Kyocera Medical Technologies, Inc. · Class II · Cleared Jan 13, 2025
| K-number | K243295 |
| Device name | Initia Knee System |
| Applicant | Kyocera Medical Technologies, Inc. |
| Product code | JWH |
| Device class | Class II |
| Decision date | Jan 13, 2025 |
| Decision | Substantially Equivalent |
| Regulation | 888.3560 |
The Initia Knee System is a total knee replacement prosthesis consisting of femoral, tibial, and patella components made from cobalt-chromium-molybdenum alloy, titanium alloy, and polyethylene materials. It is intended for patients with painful, disabled knee joints from arthritis or deformity, and is implanted using bone cement in either cruciate-retaining or posterior-stabilizing designs.
The Initia Knee System uses the same materials (Co-Cr-Mo femoral, Ti-6Al-4V baseplate, cross-linked and conventional UHMWPE inserts/patellae), design types (CR and PS), cemented fixation method, and patellar locking mechanism as the predicate A200 Knee System. Minor differences include increased sizing options (11 femoral vs. 9, 10 baseplate vs. 9, 7 tibial inserts vs. 3, 7 patella vs. 5) and slightly different component dimensions, but these raise no new safety or effectiveness questions.

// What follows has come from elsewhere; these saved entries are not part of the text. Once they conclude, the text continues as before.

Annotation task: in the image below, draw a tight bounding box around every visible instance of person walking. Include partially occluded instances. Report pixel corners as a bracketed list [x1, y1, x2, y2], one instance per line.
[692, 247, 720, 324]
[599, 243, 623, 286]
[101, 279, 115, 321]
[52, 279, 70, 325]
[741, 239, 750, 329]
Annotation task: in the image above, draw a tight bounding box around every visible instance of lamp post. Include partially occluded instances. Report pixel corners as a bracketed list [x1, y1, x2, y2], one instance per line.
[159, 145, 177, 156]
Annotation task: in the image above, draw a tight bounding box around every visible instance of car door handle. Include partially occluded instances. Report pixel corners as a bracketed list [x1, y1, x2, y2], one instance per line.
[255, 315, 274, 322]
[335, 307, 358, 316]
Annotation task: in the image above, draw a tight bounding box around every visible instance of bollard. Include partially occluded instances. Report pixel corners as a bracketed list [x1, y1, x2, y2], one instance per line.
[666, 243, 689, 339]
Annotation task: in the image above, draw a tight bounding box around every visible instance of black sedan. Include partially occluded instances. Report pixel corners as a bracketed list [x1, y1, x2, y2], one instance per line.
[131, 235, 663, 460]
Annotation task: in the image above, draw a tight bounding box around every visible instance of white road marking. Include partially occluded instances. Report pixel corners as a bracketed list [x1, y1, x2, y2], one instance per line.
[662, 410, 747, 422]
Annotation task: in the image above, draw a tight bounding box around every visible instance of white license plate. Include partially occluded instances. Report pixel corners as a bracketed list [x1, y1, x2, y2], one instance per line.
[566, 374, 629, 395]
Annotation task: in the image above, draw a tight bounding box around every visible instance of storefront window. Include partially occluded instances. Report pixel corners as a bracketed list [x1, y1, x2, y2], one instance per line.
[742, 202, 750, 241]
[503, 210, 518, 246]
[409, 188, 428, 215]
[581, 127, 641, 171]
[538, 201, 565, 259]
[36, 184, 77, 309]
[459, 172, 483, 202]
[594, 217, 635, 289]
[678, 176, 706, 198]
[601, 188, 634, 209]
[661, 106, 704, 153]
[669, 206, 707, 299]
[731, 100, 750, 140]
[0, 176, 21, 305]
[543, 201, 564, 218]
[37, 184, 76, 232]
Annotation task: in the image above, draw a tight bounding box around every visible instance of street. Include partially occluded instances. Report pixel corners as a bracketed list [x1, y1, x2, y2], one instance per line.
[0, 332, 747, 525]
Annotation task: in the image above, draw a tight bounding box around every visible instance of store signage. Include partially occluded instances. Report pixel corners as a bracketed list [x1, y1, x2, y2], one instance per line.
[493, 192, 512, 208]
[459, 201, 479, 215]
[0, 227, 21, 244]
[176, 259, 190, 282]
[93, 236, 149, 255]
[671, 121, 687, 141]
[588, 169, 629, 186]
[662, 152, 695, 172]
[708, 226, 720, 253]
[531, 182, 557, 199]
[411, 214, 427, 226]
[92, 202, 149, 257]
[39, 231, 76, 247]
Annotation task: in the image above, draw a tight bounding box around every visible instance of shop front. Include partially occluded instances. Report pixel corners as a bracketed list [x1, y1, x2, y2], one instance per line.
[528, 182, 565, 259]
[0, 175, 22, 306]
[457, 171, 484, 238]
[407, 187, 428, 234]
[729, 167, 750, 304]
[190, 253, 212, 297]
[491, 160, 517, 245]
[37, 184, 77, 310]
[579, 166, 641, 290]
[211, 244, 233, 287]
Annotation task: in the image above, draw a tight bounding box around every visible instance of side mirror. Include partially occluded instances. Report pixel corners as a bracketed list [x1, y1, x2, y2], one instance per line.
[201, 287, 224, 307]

The device complies with ASTM standards for knee prostheses (F2083-21, F1672-14, F1800-12, F3210-22), ISO standards for knee implants (ISO 7207-2), sterilization standards (ISO 11137 series, ANSI/AAMI/ISO 11135:2014), biological evaluation (ISO 10993-1:2018), packaging (ISO 11607 series), and other quality/performance standards including endotoxin testing and accelerated aging protocols.
The Initia Knee System is substantially equivalent to the A200 predicate because it shares identical indications for use, the same or nearly identical materials and design philosophies (CR and PS designs with cemented fixation), and underwent the same non-clinical performance testing (tibial post fatigue, locking mechanism, constraint, contact stress, and patellofemoral subluxation). Although the Initia offers more size options and has slightly different dimensions, verification and validation testing demonstrated these minor design differences do not raise new questions of safety or effectiveness compared to the predicate.